Fingal to remember Battle of Ashbourne as part of Rising events

Battalion had decisive impact in one of few 1916 battles outside Dublin

Fingal County Council has unveiled a comprehensive centenary programme centred around the Battle of Ashbourne which occured during Easter Week 1916.

Ashbourne was one of the few places outside Dublin where engagements took place. Eight RIC men and two IRA members were killed when the RIC men resisted attempts by the Irish Volunteers to seize the barracks in Ashbourne on April 28th, 1916.

The raid on the barracks at Ashbourne was carried out by men from the 5th battalion (Fingal Brigade) of the Irish Volunteers led by Thomas Ashe, who was a teacher in Rush when the Rising broke out.

Activities surrounding the Battle of Ashbourne will take place next weekend.

The military historian Paul O’Brien will give a lecture on the Battle of Ashbourne at Ardgillan Castle, Balbriggan on Saturday, March 5th at 11am.

On March 6t, a Fingal Memorabilia Day will take place at the Bracken Court Hotel in Balbriggan. The public are invited to bring memorabilia along.

Fingal County Council chief executive Paul Reid said 1916-related events have already been "hugely well attended" with more than 100 people in attendance at an oral history event last week. There have also been two similar oral history events.

Mr Reid said the themes of the commemoration would be respectful, remembering all those who died including the RIC men in the Battle of Ashbourne.

“There is a strong sense of pride and connection with the 5th battalion led by Thomas Ashe,” he said.

“From our perspective it is a really big initiative . We are putting a lot of time and money into it. There is a huge connection with Fingal. It has really struck a chord with people. They want to tell the story in a different way.”

A reenactment of the battle and a wreathlaying ceremony takes place on Easter Monday, March 28th, 2016. The other big ceremony for Fingal will be on Sunday, April 24th, the chronological start of the Rising. There will be a a parade, bands, re-enactments and the launch of a public arts project in Swords Castle.

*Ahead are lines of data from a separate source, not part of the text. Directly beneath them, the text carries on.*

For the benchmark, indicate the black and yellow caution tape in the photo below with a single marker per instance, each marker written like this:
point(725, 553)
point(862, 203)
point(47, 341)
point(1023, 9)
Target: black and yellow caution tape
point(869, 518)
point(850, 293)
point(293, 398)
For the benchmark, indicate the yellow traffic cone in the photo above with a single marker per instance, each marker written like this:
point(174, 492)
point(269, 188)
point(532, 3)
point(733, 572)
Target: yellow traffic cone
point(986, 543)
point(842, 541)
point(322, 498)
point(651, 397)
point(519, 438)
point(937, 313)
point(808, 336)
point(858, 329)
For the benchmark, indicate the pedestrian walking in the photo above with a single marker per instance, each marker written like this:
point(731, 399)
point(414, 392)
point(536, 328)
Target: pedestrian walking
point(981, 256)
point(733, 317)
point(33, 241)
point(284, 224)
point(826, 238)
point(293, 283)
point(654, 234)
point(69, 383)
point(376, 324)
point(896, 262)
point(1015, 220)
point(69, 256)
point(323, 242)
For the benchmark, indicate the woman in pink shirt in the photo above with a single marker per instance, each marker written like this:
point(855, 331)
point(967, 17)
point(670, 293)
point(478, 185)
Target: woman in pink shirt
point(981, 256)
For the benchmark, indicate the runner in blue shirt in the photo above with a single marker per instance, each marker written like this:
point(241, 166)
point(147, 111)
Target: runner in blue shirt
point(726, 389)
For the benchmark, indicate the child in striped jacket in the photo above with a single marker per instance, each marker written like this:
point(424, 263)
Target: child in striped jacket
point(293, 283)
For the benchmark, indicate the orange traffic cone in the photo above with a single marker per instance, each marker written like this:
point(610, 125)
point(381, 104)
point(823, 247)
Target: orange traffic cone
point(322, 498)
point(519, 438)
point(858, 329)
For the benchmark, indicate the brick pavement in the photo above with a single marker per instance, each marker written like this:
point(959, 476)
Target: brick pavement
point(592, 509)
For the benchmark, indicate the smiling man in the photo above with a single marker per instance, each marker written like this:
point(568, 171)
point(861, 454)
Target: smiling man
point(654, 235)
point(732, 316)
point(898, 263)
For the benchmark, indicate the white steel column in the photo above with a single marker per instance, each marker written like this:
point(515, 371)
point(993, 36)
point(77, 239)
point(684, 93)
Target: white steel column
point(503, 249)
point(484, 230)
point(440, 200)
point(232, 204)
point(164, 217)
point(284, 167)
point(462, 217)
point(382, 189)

Fingal 1916 co-ordinator Eithne Mallin, who is a relative of executed Easter Rising leader Michael Mallin, said the council wished to have a distinctively different commemoration to Dublin City Council.

They have chosen the bicycle as a symbol of remembrance as it was the way that most people got around 1916. Consequentally, a mobile exhibition featuring bicycles as art groups will be unveiled in April.

“We have been blown away by the response. The stories we have heard have been extremely meaningful to those involved. We are trying to get the community to maximise their efforts and to become involved,” she said.

“We’re here to support the stories of the public. We want them to bring their heritage to the table.”